We also had some high school coaches as guests with Fayetteville's Darryl Patton sitting in with Chuck during one segment. It gave us a chance to promote high school football in Arkansas and Darryl was happy to oblige.

The highlight of the radio show was a live interview with Bissinger. Chuck Barrett gets the credit for that, not anyone at Universal Studios. As it turns out, Chuck's deep network of friends produced Bissinger.

"We have a mutual friend, Charles Schlumberger, from Little Rock," Barrett said. "Charles set it up and Buzz was very glad to do it."

Turns out Bissinger is a Razorback fan and actually attended the recent Arkansas-Texas game with Schlumberger, an old high school buddy. He told us on the radio that it had been a "dream" to see a UA-UT game for the last 30 years and he finally pulled it off.

"I reminded Charles about that and he said, ‘You are on,'" Bissinger said. "I flew in to Little Rock, stayed with Charles and he took me to the game in Fayetteville. I also got to see Little Rock Central.

"I had always wanted to see a big-time college experience and Fayetteville didn't disappoint. The only thing that didn't work out is that the Hogs didn't quite beat those Longhorns. That would have made it perfect.

"I hate the ‘Horns. They are all arrogant (butt)holes. I wanted to go this time because I might never get another chance."

Bissinger spent over 30 minutes on the phone with us Wednesday night, discussing the movie and his book (and tipping his off to a new book in the works on the St. Louis Cardinals). Of course, he thinks the book Friday Night Lights is better than the movie. I tend to agree, although the movie is grand. It just didn't cover some of the things like racism and other controversial subjects from the book. And, the ending is a little different than the book, but we won't spoil it by disclosing what Hollywood did to juice up the finish.

The book is out of this world and anyone who sees the movie ought to get the book, too. It's still a high-flying success on the New York Times best-seller list. As Bissinger said, "It's had an unbelievable life since it first came out in 1990." And, the end is not in sight. Did he know he had a best seller when he left Odessa after spending a year to do research?

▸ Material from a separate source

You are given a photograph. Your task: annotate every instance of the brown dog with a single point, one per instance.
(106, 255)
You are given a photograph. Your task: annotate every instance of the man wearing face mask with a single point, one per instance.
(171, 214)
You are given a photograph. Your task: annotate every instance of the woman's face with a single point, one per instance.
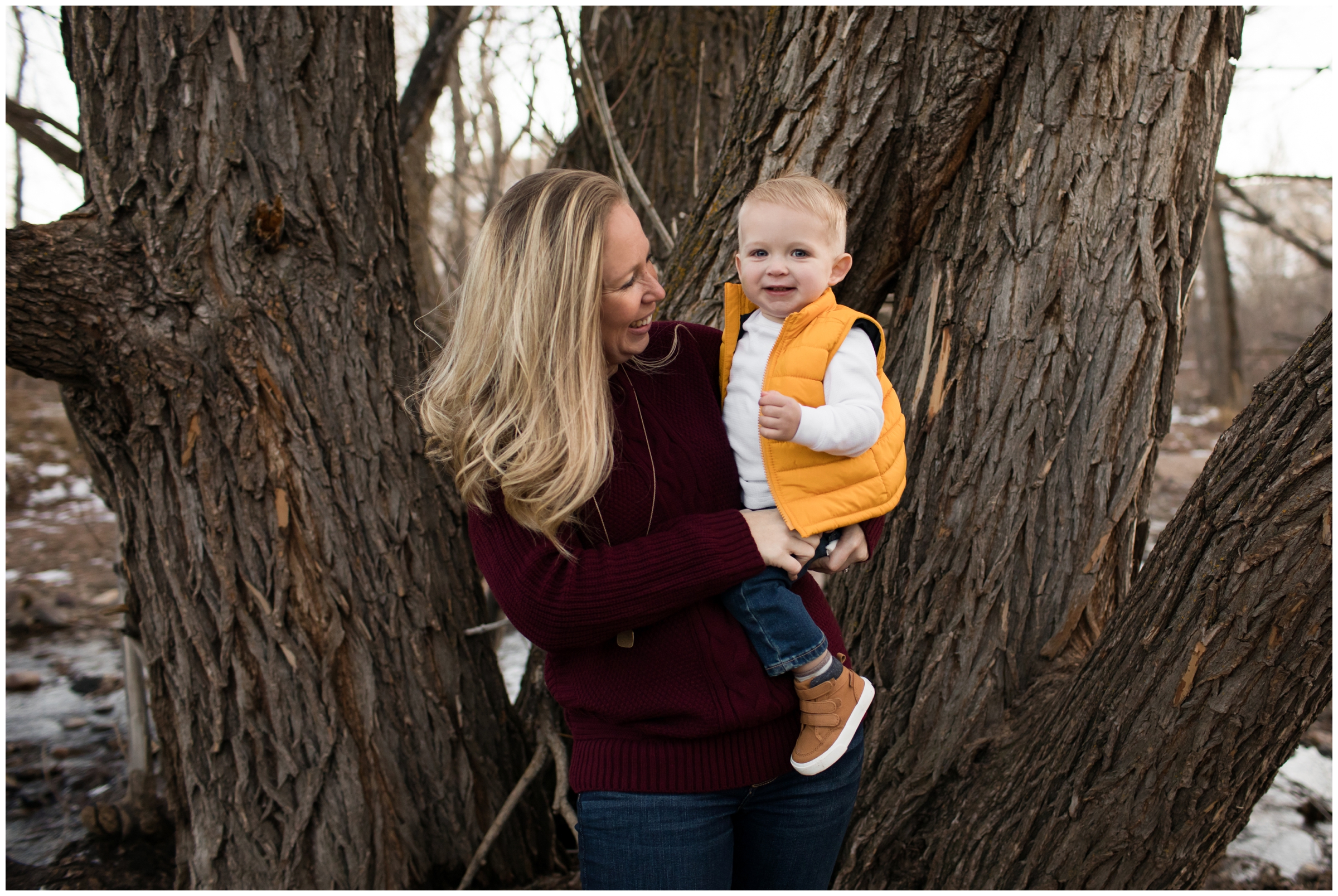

"I knew it was going to be hot, but this hot? To be honest, no," he said. "I knew I was onto a good story, the quintessential American story. Odessa is a real place, like so many other small towns that place a lot of emphasis on high school football, like many in Arkansas.

"I knew what Texas high school football was like, but I didn't actually start out to go to Odessa. I was looking for a Texas town and I was told by college recruiters, ‘You have to go to Odessa.'"

Of course, they were right. The Odessa Permian story is famous. With a high school stadium built in 1982 for $5.6 million with 19,000 seats and a two-story press box, the legend of Mojo Magic is all by itself in Texas football lore.

"My first Permian game was the most intoxicating event I'd ever seen," Bissinger said. "To see those lights come on and light up the world on those barren plains of west Texas was like nothing I'd seen.

"But the kids were the story to me, the way they tried to uphold the honor of the team, town and community. It was both beautiful and something dark and tragic at the same time."

Of course, Bissinger nailed it in the book, and that part came through in beautiful fashion in the movie. We sat mesmerized for 117 minutes when the big screen came to life.

The football action segments of the movie are out of this world. The on-screen hits are as riveting and moving as anything I've seen. I winced and squirmed in my seat more than a few times when bodies slammed together. And, as usual, I teared up when Billy Bob Thornton, portraying the coach, provided a moving halftime speech to spur on his team in the championship game.

Oh, better not tell you any more. Don't want to spoil your fun. Couldn't be much better than ours Wednesday night.